Auxin transport synchronizes the pattern of cell division in a tobacco cell line.

The open morphogenesis of plants requires coordination of patterning by intercellular signals. The tobacco (Nicotiana tabacum cv Virginia Bright Italia) cell line VBI-0 provides a simple model system to study the role of intercellular communication in patterning. In this cell line, singular cells divide axially to produce linear cell files of distinct polarity. The trigger for this axial division is exogenous auxin. When frequency distributions of files are constructed over the number of cells per file during the exponential phase of the culture, even numbers are found to be frequent, whereas files consisting of uneven numbers of cells are rare. We can simulate these distributions with a mathematical model derived from nonlinear dynamics, which describes a chain of cell-division oscillators where elementary oscillators are coupled unidirectionally and where the number of oscillators is not conserved.
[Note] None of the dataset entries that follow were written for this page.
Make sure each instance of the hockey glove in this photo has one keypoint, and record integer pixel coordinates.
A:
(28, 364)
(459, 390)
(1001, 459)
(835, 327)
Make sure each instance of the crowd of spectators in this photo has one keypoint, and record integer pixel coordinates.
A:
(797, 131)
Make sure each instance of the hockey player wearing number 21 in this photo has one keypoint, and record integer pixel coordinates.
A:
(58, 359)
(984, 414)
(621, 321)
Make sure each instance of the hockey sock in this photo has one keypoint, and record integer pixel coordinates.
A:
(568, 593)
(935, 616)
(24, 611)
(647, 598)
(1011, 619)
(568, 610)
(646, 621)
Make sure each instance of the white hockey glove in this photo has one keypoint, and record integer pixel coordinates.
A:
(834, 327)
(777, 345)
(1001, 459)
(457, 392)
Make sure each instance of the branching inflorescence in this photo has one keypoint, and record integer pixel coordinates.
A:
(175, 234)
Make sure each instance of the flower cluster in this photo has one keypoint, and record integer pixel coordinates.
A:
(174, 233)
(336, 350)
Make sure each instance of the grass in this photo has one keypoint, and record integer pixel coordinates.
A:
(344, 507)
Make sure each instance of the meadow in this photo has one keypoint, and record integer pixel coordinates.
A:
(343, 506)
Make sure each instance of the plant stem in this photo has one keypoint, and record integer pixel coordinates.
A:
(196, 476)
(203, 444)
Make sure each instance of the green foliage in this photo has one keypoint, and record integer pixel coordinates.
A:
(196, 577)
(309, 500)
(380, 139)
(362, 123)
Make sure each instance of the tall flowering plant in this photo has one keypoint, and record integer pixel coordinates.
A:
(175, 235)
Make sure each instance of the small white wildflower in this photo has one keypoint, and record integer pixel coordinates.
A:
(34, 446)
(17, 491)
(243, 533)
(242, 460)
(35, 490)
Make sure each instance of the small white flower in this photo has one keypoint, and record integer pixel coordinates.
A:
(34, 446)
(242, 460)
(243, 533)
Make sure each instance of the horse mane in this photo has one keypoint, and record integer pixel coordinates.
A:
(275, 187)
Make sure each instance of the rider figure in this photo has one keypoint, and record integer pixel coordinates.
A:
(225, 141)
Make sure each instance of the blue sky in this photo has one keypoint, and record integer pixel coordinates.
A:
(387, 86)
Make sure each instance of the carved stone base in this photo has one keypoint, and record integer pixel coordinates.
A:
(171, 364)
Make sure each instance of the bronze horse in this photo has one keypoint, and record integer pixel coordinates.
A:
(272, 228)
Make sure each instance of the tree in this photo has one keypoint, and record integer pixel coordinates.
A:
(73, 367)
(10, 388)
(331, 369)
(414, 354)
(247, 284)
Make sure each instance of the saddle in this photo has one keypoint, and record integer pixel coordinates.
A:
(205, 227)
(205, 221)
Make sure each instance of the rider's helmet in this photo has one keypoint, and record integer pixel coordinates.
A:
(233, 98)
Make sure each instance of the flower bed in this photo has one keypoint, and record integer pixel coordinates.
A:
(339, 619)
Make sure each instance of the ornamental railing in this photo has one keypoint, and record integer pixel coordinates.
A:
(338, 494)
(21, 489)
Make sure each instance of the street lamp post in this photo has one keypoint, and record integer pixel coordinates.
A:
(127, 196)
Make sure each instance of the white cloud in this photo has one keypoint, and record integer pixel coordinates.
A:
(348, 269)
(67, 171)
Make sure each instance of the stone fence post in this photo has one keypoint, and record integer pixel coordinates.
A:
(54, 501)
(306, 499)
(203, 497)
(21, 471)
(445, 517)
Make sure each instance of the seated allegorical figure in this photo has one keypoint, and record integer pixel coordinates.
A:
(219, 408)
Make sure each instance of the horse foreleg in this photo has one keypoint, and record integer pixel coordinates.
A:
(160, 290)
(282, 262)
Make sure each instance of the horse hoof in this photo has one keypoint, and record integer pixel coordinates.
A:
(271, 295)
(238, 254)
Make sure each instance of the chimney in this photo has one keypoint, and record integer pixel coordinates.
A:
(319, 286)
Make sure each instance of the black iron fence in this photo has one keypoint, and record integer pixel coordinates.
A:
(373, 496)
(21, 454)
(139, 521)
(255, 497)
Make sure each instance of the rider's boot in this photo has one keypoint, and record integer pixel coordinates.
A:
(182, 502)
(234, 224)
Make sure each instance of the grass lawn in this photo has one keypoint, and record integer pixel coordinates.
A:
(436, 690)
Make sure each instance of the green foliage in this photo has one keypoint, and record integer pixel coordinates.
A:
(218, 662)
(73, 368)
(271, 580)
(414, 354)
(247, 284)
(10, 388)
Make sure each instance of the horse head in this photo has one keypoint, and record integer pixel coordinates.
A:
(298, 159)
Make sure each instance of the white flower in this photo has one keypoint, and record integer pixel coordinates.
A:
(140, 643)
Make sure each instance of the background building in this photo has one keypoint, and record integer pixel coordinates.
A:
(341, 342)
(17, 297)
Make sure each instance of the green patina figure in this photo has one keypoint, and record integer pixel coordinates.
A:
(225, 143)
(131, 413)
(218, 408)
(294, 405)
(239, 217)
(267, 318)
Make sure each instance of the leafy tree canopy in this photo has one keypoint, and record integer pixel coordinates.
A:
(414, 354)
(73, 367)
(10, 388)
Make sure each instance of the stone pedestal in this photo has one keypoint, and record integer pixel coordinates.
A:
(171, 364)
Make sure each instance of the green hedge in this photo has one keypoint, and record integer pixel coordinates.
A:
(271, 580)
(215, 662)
The model predicts several nonintuitive properties of our experimental system. For instance, files consisting of six cells are more frequent than expected from a strictly binary division system. More centrally, the model predicts a polar transport of the coordinating signal. We therefore tested the patterns obtained after treatment with 1-N-naphthylphthalamic acid, an inhibitor of auxin efflux carriers. Using low concentrations of 1-N-naphthylphthalamic acid that leave cell division and axiality of division unaltered, we observe that the frequencies of files with even and uneven cell numbers are equalized. Our findings are discussed in the context of auxin transport as synchronizing signal in cell patterning.